Je ne servais à rien, personne ne m’aimait, pas même moi. J’étais un parasite, un boulet accroché à la cheville de mes parents. Tout serait tellement plus facile si je mourais, tout le monde serait soulagé de savoir que je ne suis plus là à gâcher l’air que je respire.

J’étais coincée dans un paradoxe: J’étais grosse et la chose que je voulais faire c’était prendre le moins de place possible avec mon gros corps, d’embêter le moins le monde en tant qu’être superflu sur cette terre.
Mais si je mourais il faudrait porter mon cadavre, porter mon cercueil, c’était trop de dérangement.

“Tiens si je grossis encore plus je vais mourir plus tôt”
“J’ai une gêne constante dans mon utérus, c’est bizarre, attends peut-être que j’ai un cancer ? Vite n’allons jamais chez le gynéco”
J’avais abandonné mon corps, il n’était qu’une friche inutile, de toute façon, je ne sortais même plus de la maison, je m’en foutais.

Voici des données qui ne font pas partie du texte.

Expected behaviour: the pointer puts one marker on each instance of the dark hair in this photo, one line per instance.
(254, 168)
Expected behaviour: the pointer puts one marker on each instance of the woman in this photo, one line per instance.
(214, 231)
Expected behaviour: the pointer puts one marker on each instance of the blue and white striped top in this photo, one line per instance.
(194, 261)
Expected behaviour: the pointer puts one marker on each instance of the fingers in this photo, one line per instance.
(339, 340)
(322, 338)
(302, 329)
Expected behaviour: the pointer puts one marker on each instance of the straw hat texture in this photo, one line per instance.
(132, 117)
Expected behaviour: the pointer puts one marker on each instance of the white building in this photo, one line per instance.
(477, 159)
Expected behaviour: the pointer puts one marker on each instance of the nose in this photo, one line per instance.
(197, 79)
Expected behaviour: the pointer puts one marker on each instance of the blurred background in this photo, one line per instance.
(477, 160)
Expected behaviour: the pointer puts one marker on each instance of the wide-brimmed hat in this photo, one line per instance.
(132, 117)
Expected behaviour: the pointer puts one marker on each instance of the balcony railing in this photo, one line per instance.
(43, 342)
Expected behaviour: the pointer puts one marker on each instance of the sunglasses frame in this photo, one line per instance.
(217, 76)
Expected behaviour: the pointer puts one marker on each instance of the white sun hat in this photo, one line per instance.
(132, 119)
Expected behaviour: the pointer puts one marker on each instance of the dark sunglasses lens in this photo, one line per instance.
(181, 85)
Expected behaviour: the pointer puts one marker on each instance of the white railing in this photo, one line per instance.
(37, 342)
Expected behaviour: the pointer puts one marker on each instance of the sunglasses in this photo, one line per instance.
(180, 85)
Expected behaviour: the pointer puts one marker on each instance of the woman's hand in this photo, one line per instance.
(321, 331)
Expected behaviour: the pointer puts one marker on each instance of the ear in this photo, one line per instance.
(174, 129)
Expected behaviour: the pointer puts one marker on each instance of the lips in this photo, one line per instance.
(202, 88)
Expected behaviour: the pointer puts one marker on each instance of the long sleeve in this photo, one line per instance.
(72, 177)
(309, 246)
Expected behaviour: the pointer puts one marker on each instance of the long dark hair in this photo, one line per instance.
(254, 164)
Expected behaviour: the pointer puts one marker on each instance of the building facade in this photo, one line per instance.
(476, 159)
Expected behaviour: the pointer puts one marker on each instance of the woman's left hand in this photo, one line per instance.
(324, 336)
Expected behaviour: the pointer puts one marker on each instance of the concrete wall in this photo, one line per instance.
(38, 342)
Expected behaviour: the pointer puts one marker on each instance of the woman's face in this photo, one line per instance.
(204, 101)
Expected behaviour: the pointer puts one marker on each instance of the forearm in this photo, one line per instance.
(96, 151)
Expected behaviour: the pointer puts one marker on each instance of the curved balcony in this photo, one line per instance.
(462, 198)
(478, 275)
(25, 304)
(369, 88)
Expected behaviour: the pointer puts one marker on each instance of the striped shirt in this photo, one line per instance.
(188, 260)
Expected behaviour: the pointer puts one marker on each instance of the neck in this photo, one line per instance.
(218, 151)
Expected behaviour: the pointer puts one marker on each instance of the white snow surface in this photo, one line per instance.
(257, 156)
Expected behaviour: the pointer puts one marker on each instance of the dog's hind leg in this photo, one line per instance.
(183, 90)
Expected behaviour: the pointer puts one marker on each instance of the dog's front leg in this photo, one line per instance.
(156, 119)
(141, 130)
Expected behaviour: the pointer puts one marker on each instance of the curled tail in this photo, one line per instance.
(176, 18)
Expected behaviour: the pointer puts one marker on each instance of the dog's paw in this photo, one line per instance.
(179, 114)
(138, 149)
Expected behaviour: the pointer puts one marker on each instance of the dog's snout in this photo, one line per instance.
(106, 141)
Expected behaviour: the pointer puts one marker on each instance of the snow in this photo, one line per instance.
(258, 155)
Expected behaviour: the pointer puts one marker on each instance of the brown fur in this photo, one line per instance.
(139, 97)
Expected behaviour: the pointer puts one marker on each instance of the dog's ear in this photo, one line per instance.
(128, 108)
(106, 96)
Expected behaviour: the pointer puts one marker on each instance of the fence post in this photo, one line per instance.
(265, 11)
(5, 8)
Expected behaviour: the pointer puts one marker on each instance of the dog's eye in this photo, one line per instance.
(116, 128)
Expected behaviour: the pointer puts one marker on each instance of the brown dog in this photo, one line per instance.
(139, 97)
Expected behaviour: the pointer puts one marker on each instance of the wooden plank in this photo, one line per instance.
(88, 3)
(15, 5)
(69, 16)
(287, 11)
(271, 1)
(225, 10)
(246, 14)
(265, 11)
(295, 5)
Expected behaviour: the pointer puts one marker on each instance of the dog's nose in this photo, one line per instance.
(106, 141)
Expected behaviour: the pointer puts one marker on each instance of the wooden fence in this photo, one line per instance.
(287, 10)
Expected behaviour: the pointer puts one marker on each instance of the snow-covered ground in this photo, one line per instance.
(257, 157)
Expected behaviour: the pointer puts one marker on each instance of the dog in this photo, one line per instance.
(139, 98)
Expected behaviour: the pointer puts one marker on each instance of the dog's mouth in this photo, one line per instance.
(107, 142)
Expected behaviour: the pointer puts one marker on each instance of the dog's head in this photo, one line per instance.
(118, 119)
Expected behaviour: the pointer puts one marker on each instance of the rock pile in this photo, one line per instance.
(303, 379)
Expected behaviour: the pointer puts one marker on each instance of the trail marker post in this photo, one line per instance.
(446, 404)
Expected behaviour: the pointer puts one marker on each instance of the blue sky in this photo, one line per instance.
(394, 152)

J’utilisais les livres et les jeux-vidéo pour échapper à mes pensées morbides incessantes.
Ma vie était vide de sens donc il fallait que je la meuble d’un monde imaginaire dans lequel je pouvais épanouir mon âme, à défaut de l’épanouir dans la réalité.

J’ai perdu 10 ans, 10 putain d’années à me laisser flotter dans le limbo qu’était devenue ma vie.

Heureusement qu’il y avait ma famille et les amis pour me tirer petit à petit la tête hors de l’eau.
Sans eux je ne sais pas ce que je serai devenue.
Heureusement maintenant je suis bien là.
Même si c’est encore difficile, je n’ai plus l’intention de lâcher la corde.

Nous sommes le Dimanche 18 Juin 2017, il est 1h26 et je suis en train de crever de chaud dans mon lit.

Je suis là.

Le but de ce post est cathartique, il n’a aucune autre vocation que de poser de façon concrète des mots qui me hantaient depuis tant d’années.
Je n’étais pas trop chaude pour le partager mais en fait maintenant que tout est dit, je suis tellement soulagée.

Merci de m’avoir lue. Love sur vous.